The presence of fundamentalist Islamic belief and practice in various countries (for example Saudi Arabia, Afghanistan, Sudan, Algeria, Pakistan) and how this has led to oppression of women is well-documented. The world has witnessed with horror the spectre of reactionary ‘honour killings’ of women by brothers, fathers, or other male relatives.
These and other horrific realities of contemporary life call aloud for gender justice to be established as a norm across national and cultural divides.
Gender justice ought to be the goal of a civil and civilised society, one that is committed to fairness and equity. As an essential component, it continues to exert an impact upon the study of diverse disciplines and fields: psychology, theology, and law, among others. We in the Caribbean would do well to give it due significance from both secular and faith-based perspectives. In this regard, in a scholarly article entitled “Gender, Equality, Justice and Caribbean Realities: The Way Forward” presented at the Caribbean Association of Judicial Officers (CAJO) 3rd Biennial Conference in September 2013, Justice Tracy Robinson recounts two diverse incidents that speak to how gender justice in the Caribbean has been approached.
One is a historically true incident, which occurred at the beginning of the nineteenth century involving the trial of the then governor of Trinidad, Thomas Picton, on a charge of torture of a free mulatto woman, Luisa Calderon. Picton had ordered that Calderon be tortured by a method known as picqueting, whereby she was bound and lowered for over two hours, on separate occasions, onto a wooden spike until she confessed.
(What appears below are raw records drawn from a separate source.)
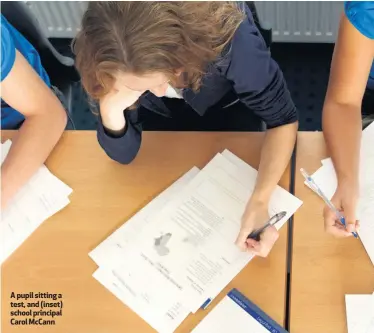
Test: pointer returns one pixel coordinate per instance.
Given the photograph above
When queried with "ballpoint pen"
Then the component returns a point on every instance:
(328, 202)
(255, 234)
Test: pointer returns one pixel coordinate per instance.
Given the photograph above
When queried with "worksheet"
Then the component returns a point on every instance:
(109, 253)
(41, 197)
(164, 319)
(360, 313)
(190, 246)
(326, 179)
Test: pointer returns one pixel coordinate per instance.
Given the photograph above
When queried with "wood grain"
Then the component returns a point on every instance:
(54, 259)
(324, 269)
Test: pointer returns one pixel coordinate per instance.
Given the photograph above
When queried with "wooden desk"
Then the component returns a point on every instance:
(55, 257)
(324, 269)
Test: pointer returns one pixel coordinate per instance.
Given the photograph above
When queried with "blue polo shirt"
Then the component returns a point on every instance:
(12, 40)
(361, 15)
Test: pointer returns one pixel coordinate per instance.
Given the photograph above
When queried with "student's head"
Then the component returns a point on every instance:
(148, 45)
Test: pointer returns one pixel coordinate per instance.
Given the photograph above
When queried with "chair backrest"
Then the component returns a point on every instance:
(20, 17)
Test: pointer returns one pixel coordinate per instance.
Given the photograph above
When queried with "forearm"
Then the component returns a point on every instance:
(275, 155)
(30, 148)
(342, 131)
Picton’s trial for this terrible act of torture ended with a special verdict declaring that torture was legal at the time under Spanish law…
The second case Robinson relates occurred in 1998. Entitled Gooderidge, it involved an appeal made in the law court of St. Vincent & the Grenadines by a convict of indecent assault upon the six-year old daughter of his common-law wife. The convict was appealing his two-year sentence for the horrendous act on the grounds of unreasonable delay in the proceedings. Chief Justice Byron, in delivering his verdict dismissed the appeal, citing the international commitments made by SVG to protect girl children against domestic violence and sexual abuse, and declaring that both the society and the complainant (the six-year old child who had been abused) “had an important interest in the prosecution of her case”. Robinson concludes: “the Chief Justice took a familiar conception of justice – of fairness – to see and recognise the six year old girl.”
In the closing book of the New Testament, Revelation, we find these words:
“and there shall be no more death, neither sorrow, nor crying, neither shall there be any more pain…” (Rev. 21: 4, KJV)
If we start by seeing and recognising those who are most vulnerable to what is the absence of gender justice – gender inequality, inequity and injustice – we would have accomplished much, for while we mortals cannot eradicate death, we would have done our part to contribute to a world where there is no longer any sorrow, crying,or pain.
Jesslyn Ramlal is an elder of the Presbyterian Church of Trinidad & Tobago. She is a retired secondary school principal. She is also a writer and a passionate seeker of justice. She is eagerly learning about gender justice, and is working in a small way to see it realized in her community.